España acabó con un larga espera y dio al fin el paso al frente que se le exigía desde siempre y que nunca acababa de llegar, enredada en una eterna lucha con su propia historia y una larga lista de fracasos, solo rota por el lejano gol de Marcelino, un recuerdo imperecedero de otra época que merece un heredero de otro tiempo. Danzando bajo la intensa lluvia, la selección de Luis Aragonés dejó atrás a Rusia (3-0) y ha llegado al final del camino y ya solo le queda liquidar de una vez por todas la cuenta pendiente que persigue al fútbol español. Le espera un mal enemigo, el peor por nombre, un rival que ha hecho de su vida una lucha constante contra todo y contra todos y que nunca se deja morir: Alemania. Pero esta España sí que seduce, por esta España sí que vale la pena desear lo mejor.

Hacía nada menos 24 años que la selección no se hacía oír en Europa y, como ocurrió entonces en Francia, lo ha hecho con la discreción y la humildad que no había mostrado en otras citas. Como un grupo, sin protagonismos exagerados, unidos alrededor de la singular figura de Luis Aragonés, un tipo que tal vez no haga honor a su sabio apodo pero que ha sabido mantenerse firme a las presiones y a los debates que históricamente han bombardeado la selección. Hasta hace cuatro días, la sombra de Raúl seguía planeando sobre el equipo, como un fantasma que desde Madrid se ha seguido alimentando, como un Cid que pretendían poner delante de todos para guiar a España. Ahora, ni siquiera esos se acordarán de él.

UN EQUIPO FRESCO Este es un equipo mucho más fresco. Un equipo más llano, menos retorcido, que ha sabido llevarse bien y que ha remado siempre a una. Un equipo que anoche tuvo chispazos cautivadores, sobre todo, en la segunda parte, y que acabó bailando a la triste Rusia de Hiddink, en un enorme ejercicio de autoridad. Arshavin quedó empequeñecido frente a Xavi y frente a Cesc, que tuvo una irrupción espectacular, decisivo como fue en el 2-0 de Güiza y el 3-0 de Silva. El Barça que tanto suspira ahora por el genio ruso, debería echar mucho más de menos a quien se fue a buscar la gloria a Inglaterra.

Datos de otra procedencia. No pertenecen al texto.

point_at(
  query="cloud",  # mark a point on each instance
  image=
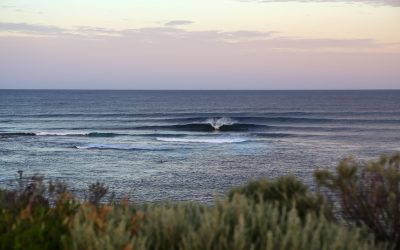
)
(178, 22)
(31, 28)
(394, 3)
(173, 36)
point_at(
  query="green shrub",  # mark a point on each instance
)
(242, 224)
(103, 228)
(235, 223)
(287, 192)
(369, 195)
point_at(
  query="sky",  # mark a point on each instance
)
(200, 44)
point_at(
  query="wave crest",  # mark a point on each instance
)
(217, 123)
(202, 140)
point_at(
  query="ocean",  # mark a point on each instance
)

Pero antes de esa explosión final, antes de que los jugadores dieran brincos abrazados, listos para la batalla con Alemania, hubo momentos de incertidumbre. En el primer tramo de la noche, España pareció apesadumbrada por la responsabilidad, como si el peso de esa larga historia huérfana de grandes citas le atenazara, en una situación que alcanzó a la grada. Frente al ánimo infatigable de la afición rusa, la española se mostró mucho más apagada, con un punto de angustia que a menudo flirteó con el silencioso temor a morir en la orilla. El grito de guerra de "a por ellos" quedó ahogado hasta que Xavi despejó los fantasmas que sobrevolaron el ambiente durante largos minutos, como un negro presagio que el tono del partido no invitaba a enterrar, y que la lesión de Villa agrandó.

El héroe del debut se marchó del escenario con la cabeza gacha y mordiéndose las lágrimas, sin haber dejado una sola huella ante quienes había destrozado con tres goles. En un partido sin ocasiones, perder a Villa tuvo un aire dramático, acrecentado por la espesa lucha de Torres. Pero donde no llegó el Niño sí lo hicieron dos pequeños diablillos, Iniesta y Xavi, uno para enredar con dos requiebros y el otro para aparecer de no se sabe dónde y empezar a trazar el camino hacia la final.

Fue como una liberación, el pistoletazo para que el equipo se sacudiera sus miedos y echara a jugar con una inquebrantable tranquilidad, en un rondo que arrancó "olés" y que Europa entera debió contemplar con admiración. Tres goles, tres sellos distintos. Xavi, un joven con un talento descomunal, Güiza, el hijo de un basurero al que el fútbol le ha dado la vida y Silva, un canario al que le da miedo hablar, tan distintos, pero tan unidos por una ilusión común. Y en medio, Cesc, el símbolo de esa juventud atrevida que se ha ido de casa a conocer mundo. A todos ellos les espera un hueco en la historia.